Interestingly, the larger complex generated by the Outlier rule, for example, in Figure 1(c), presents a boundary shape that superficially resembles the “loop”-shaped self-replicators, specifically, a rectangle with a protruding arm, as in Langton’s loops and evoloops. Whether this resemblance is coincidental or substantial warrants further investigation. We suspect that the similarities are related to shared topological constraints intrinsic to 2-D rectangular grids. However, the complex generated by the Outlier rule is not self-replicating as a whole. Furthermore, self-replicating structures on the scale of complexes or higher look unlikely to occur, even on an infinite grid, as the complex expands monotonically on all four sides and the bounded region left behind looks semichaotic.

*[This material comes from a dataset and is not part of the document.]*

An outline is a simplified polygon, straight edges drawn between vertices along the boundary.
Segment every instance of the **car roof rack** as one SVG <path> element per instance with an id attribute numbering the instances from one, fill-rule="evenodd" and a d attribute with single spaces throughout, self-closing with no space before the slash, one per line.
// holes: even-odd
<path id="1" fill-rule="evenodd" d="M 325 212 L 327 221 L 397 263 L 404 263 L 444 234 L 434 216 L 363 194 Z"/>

The Outlier is the only rule that can generate replicating formations among the few hundred thousand rules we examined. Yet its composition looks irregular and arbitrary, which begs the question of how common similarly capable rules are in , the space of all rotationally symmetric 2-D binary CA rules. We performed single-point mutations on its genotype, by flipping the live/dead rule result of one neighborhood in Figure 2 at a time, and found no such capability in any of the mutations. It appears that the Outlier is unique, at least in its immediate adjacent rule space. This, of course, helps very little in answering the question. Nevertheless, the fact that nontrivial emergent behavior occurs on multiple scales in a simple binary CA is intriguing, and the author hopes it will contribute to our understanding of self-replicating structures in CAs.
Acknowledgments
The author thanks Bert Chan and Hiroki Sayama for their encouragement to write this down before venturing further, William P. Cavendish for spotting the period 4 spinner, the reviewer for being remarkably thorough and constructive, and all of them for their valuable comments and suggestions.
References
Appendix 1: Reproducible Programming
The author thanks Keith Y. Patarroyo for independently reproducing the seed run in Figure 4. His procedures are detailed here. The Outlier rule can be encoded in the RLE format, listed here in Base64 as
ERETQB4eHWkQ7xD4eYZosBQZFixOBHmtFeehExrKVhURLRAqGxeIlSO1JYZP6DRi69rop7TQCkvWTIag7kAS8g
To seed the reproduced run, paste the following data into the public LifeViewer at https://lazyslug.com/lifeviewer/:
x=3, y=3, rule=MAPERETQB4eHWkQ7xD4eYZosBQZFixOBHmtFeehExrKVhURLRAqGxeIlSO1JYZP6DRi69rop7 TQCkvWTIag7kAS8g$bo$3o$2bo!$
It is recommended to turn on “Auto.” The seed configuration on the second line can be modified for further experimentation.
Appendix 2: Period 4 Spinner
The only pure (free from production of extraneous “debris”) periodically occurring cluster observed thus far is the period 4 spinner shown in Figure A1. From random or seed initial conditions, collisions of shape-shifting clusters occasionally result in this spinner, which is usually destroyed after a few periods by collisions with other nearby clusters.